Crystalline forsterite to 160 GPa: the striking metastability of one of Universe's most abundant minerals

TL;DR

This study demonstrates that crystalline forsterite remains metastable and retains long-range order up to 160 GPa, challenging previous beliefs about pressure-induced amorphization and revealing its resilience under extreme conditions relevant to planetary processes.

Contribution

The paper provides the first evidence of forsterite's metastability up to 160 GPa and details the long-range ordering persistence, offering new insights into mineral behavior under extreme pressures.

Findings

Forsterite retains long-range order up to 160 GPa.

Metastable forsterite III persists from 58 GPa to 13 GPa during decompression.
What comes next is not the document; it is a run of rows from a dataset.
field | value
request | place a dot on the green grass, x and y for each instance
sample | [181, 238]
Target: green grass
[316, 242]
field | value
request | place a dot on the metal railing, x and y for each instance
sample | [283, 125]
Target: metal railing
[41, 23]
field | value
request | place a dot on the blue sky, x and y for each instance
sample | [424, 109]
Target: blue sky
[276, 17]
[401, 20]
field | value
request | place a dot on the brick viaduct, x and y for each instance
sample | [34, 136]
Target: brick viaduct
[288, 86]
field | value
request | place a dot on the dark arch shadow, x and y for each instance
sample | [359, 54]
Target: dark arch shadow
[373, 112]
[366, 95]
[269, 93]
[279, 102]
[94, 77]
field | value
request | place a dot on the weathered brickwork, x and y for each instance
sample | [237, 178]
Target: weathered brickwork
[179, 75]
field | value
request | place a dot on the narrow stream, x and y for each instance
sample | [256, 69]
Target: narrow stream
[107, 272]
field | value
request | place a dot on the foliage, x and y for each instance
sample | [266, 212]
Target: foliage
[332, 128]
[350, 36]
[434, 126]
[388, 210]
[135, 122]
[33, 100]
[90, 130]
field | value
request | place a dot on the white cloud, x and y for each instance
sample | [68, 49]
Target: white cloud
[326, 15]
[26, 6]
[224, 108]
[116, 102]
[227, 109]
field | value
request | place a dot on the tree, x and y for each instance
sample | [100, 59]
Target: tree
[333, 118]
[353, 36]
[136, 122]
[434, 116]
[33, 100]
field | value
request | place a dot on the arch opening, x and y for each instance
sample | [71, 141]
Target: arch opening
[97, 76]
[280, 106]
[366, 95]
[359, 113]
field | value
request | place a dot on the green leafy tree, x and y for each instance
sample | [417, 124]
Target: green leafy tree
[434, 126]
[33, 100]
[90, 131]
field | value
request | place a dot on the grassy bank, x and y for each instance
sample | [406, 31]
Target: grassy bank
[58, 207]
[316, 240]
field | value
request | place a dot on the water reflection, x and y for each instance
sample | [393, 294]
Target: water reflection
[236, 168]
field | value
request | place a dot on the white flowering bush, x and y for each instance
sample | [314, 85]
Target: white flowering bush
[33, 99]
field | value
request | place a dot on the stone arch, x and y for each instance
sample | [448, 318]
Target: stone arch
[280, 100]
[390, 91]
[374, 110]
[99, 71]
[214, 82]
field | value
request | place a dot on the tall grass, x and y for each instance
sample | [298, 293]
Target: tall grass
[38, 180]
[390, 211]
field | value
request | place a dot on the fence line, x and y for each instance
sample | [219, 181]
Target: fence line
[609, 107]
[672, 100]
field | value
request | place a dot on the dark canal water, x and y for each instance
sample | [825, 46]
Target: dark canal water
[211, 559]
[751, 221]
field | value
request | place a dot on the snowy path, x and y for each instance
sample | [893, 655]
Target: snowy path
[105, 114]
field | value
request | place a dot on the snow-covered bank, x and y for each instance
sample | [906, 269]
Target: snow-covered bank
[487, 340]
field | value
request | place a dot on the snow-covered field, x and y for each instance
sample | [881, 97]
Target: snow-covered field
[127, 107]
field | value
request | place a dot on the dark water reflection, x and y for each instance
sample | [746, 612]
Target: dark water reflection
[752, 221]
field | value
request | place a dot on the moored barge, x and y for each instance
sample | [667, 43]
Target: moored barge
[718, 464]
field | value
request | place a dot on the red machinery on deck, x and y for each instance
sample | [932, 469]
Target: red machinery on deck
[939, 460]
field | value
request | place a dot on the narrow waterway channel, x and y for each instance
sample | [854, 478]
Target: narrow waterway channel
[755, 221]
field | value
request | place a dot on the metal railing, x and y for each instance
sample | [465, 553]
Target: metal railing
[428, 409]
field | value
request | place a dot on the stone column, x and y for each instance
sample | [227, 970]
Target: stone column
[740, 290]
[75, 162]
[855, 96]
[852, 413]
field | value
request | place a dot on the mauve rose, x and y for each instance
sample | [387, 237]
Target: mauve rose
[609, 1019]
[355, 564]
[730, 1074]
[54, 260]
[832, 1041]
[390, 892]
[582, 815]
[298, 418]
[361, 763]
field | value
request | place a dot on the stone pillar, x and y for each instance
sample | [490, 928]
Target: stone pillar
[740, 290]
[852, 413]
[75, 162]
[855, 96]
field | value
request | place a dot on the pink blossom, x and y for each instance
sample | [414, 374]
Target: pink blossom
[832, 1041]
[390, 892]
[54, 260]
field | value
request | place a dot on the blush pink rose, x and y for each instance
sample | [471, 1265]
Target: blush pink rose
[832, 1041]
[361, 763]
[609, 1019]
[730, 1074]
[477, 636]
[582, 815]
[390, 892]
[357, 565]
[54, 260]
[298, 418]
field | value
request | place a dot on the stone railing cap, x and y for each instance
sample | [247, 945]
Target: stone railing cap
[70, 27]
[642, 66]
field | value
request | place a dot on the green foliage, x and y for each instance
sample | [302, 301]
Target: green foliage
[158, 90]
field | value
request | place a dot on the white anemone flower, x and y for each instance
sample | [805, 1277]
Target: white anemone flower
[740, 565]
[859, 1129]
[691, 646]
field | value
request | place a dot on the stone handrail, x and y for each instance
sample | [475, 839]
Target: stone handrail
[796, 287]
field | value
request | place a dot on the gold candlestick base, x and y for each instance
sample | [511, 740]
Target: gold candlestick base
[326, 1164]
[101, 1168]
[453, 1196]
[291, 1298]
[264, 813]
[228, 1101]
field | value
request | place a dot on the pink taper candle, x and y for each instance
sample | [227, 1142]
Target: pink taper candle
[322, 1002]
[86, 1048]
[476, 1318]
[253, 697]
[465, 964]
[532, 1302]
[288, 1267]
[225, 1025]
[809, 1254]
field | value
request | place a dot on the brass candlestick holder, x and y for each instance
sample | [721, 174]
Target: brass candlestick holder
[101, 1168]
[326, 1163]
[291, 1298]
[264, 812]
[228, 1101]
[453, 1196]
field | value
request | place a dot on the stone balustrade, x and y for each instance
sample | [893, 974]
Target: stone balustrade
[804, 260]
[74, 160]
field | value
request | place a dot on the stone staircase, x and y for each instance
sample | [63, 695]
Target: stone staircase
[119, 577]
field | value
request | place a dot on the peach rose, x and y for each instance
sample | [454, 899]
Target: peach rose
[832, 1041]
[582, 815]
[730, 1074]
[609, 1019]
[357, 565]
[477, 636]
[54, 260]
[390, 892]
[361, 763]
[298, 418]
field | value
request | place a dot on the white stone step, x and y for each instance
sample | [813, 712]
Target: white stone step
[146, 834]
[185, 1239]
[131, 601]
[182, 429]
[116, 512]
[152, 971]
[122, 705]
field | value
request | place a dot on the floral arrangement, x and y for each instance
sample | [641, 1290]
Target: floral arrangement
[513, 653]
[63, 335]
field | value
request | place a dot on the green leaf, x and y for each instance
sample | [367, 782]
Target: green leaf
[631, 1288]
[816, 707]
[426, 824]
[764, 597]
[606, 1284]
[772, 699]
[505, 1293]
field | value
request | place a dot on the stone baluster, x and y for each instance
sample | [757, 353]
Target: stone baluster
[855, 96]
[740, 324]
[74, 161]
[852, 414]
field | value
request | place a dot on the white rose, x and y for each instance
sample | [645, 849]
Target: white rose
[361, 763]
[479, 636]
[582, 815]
Discrepancy observed between static compression data and shock wave discontinuities.

Abstract

Among Universe's most consequential events are large impacts generating rapidly-evolving extreme pressures and temperatures. Crystalline and amorphous forms of (Mg, Fe)2SiO4 are abundant and widespread, within planets and in space. The behavior of these minerals is expected to deviate form thermodynamic equilibrium in many of the processes that are critical to the formation and evolution of planets, particularly shock events. To further the understanding of the behavior of the silicate under extreme conditions, we statically compressed a crystal of forsterite up to 160.5 GPa, far beyond the compound's stability field, and probed its long-range ordering with synchrotron microdiffraction. We found that forsterite retains long-range ordering up to the highest pressure reached. Forsterite III, emerging at about 58 GPa, persists in compression to 160.5 GPa and in decompression down to about 13 GPa, for a rare combined occurrence of a metastable phase of nearly 150 GPa. These observations dispute earlier reports of pressure-induced amorphization and are a unique testimony of the resilience of the crystalline state in quasi hydrostatic compression. We confirm that highly disordered forsterite can be obtained from the decompression of forsterite III as suggested from the substantial loss of long-range ordering observed at 7 GPa after further decompression. Such kinetic pathway may explain how synthetic olivine glass have been obtained in shock experiments and could be a mechanism of generation of amorphous forsterite in cosmic dust. The 120 GPa Hugoniot discontinuity finds no correspondence in our data, marking a departure from the parallelism between static "cold compression" and dynamic compression.